This past December as I wandered through SFMOMA’s new Snøhetta-designed expansion, wondering about the future of America and our planet, I came upon Stillness in Motion — Cloud Cities. Under the ethereal grouping of cloud-like structures floating overhead at the gallery’s entry, I was drawn to the curator’s description of the artist’s work: Tomás Saraceno assembles visually arresting installations that challenge the viewer’s relationship to the built world.
As I walked into the exhibit space, those words came to life. The gallery was filled with geometrically complex groupings of polyhedrons tethered to the walls, ceiling, and floor, the objects’ arrangements creating a multitude of spatial configurations within the rectangular room. Aspects of spider webs, disco balls, floating networks, space, light, and shelter all coexisted within the work. I noticed many other viewers stopped in place as I had to take in the totality of the installation. As I continued walking about, I found myself fantasizing about floating in space in a cloud city, docking with other airborne cities and people.
I looped back to the entry to revisit the curator’s description of the installation, which continued: Cloud Cities presents a model for utopian cities of the future, conjuring an era in which humanity has ceased to negatively impact our planet and instead inhabits sustainable airborne structures that exist in symbiosis with nature and the atmosphere. As I moved throughout the installation, I had to consciously remind myself that what I was experiencing with such pleasure was a response to the destruction of our planet and a need for an alternate means of inhabiting the Earth.

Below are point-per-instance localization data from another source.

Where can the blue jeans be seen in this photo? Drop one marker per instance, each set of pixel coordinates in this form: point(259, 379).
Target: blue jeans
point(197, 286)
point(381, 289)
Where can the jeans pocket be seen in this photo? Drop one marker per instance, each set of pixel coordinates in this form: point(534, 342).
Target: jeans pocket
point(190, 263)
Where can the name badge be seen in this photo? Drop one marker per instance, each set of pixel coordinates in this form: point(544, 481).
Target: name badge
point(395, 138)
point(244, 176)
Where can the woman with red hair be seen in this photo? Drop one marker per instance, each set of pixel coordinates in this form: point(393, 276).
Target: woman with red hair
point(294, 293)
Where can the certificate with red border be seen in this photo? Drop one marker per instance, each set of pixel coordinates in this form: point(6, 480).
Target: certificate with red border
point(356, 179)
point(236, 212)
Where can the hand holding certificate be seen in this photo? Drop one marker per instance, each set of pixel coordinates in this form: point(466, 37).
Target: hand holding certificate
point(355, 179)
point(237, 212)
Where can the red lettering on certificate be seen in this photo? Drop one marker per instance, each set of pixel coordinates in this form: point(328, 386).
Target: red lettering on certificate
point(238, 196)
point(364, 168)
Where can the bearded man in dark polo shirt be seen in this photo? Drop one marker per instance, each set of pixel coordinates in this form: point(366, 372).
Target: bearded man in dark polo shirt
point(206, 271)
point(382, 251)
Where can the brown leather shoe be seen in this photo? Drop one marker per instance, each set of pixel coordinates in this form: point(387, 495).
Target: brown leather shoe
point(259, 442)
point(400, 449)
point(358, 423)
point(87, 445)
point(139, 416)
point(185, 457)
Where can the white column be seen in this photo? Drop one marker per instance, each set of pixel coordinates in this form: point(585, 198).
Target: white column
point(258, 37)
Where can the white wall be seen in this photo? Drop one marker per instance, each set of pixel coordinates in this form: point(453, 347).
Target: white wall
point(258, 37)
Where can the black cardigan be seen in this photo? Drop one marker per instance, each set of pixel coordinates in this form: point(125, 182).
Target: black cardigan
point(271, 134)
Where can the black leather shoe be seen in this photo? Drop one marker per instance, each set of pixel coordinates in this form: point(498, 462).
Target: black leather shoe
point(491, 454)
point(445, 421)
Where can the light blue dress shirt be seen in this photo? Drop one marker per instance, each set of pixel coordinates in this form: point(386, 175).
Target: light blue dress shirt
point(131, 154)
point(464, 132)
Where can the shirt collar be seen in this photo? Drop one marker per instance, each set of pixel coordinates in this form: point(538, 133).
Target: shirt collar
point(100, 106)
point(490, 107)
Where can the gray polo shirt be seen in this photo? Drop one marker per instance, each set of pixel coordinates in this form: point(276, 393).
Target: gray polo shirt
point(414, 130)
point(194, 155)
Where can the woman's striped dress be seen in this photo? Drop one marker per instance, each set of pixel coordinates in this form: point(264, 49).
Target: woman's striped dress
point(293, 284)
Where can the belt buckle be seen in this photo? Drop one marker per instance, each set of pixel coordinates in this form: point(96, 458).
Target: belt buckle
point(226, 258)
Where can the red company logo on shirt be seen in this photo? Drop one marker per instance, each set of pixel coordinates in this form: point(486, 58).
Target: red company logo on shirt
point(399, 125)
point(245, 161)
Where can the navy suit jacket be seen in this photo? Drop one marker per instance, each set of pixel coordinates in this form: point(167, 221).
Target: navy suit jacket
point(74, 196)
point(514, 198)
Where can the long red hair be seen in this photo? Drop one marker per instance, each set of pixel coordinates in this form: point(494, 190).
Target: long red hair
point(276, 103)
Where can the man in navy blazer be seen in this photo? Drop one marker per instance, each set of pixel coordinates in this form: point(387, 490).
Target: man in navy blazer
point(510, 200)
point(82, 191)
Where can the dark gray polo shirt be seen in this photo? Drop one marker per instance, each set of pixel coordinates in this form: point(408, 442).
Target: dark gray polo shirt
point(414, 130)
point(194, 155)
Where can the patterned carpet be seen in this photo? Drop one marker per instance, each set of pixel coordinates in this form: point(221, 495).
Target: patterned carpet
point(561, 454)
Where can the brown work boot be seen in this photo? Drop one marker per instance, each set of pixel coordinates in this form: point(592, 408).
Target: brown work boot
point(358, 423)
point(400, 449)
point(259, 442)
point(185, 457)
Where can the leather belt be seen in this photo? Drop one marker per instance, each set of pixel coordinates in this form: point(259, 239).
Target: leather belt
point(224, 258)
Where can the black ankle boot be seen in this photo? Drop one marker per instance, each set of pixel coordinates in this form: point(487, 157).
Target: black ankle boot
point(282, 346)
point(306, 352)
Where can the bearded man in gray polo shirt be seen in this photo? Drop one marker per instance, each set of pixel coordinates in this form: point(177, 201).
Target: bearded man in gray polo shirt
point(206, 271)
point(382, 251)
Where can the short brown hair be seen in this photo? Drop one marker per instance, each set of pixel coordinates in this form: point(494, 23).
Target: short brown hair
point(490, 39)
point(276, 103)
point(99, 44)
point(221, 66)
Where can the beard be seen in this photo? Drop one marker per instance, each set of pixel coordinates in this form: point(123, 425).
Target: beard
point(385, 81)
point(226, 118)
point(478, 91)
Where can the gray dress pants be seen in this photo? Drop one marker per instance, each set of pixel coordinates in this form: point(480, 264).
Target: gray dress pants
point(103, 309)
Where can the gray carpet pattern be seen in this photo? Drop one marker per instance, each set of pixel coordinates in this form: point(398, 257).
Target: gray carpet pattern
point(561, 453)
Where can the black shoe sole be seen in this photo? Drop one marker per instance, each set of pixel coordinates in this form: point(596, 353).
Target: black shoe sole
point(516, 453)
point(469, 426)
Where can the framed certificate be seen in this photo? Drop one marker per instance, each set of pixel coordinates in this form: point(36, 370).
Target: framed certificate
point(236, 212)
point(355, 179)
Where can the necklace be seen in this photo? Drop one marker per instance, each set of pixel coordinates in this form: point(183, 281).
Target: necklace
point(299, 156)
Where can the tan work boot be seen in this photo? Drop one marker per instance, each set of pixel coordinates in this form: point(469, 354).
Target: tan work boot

Tomás Saraceno is certainly not the first architect or artist to create designs for a utopian future. In 1944 Argentinian artist Gyula Kosice declared in Arturo that “man is not to end his days on Earth” and later created the project Hydrospatial City as a response to what he saw as humanity’s future need to sustain life in space. And there are certainly parallels between Saraceno’s work and the thoughts and designs of Buckminster Fuller, also one among many to consider the impact of climate change on our ability to inhabit Earth in the decades and centuries to come. Stillness in Motion — Cloud Cities is the most recent in a series of installations and projects created by Saraceno that are linked to Aerocene, an open-source, community-based project initiated by the artist in 2007 that includes air-fueled sculptures that float long distances around the globe.
Understandably, the majority of responses to climate change focus on how to eliminate the impacts of environmentally destructive human activities or to reverse the damage we’ve already inflicted on the planet. These are critical efforts that need to be addressed more urgently every moment. Saraceno’s work starts with these same theses; however, they serve as inspiration for explorations that interweave his interests in architecture, natural sciences, astrophysics, and engineering and move his work from reaction to vision.
Stillness in Motion — Cloud Cities combines a poetic utopian concept and a reminder of a potential future when our planet may no longer be habitable—an engaging and provocative mixture for viewers. Saraceno’s restrained use of limited elements—polyhedrons, cords, and light—creates a framework for reconsidering how we currently occupy our planet and presents a beautiful world of possibilities we may open our minds to in the future.
Stillness in Motion — Cloud Cities is showing at SFMOMA through May 21, 2017.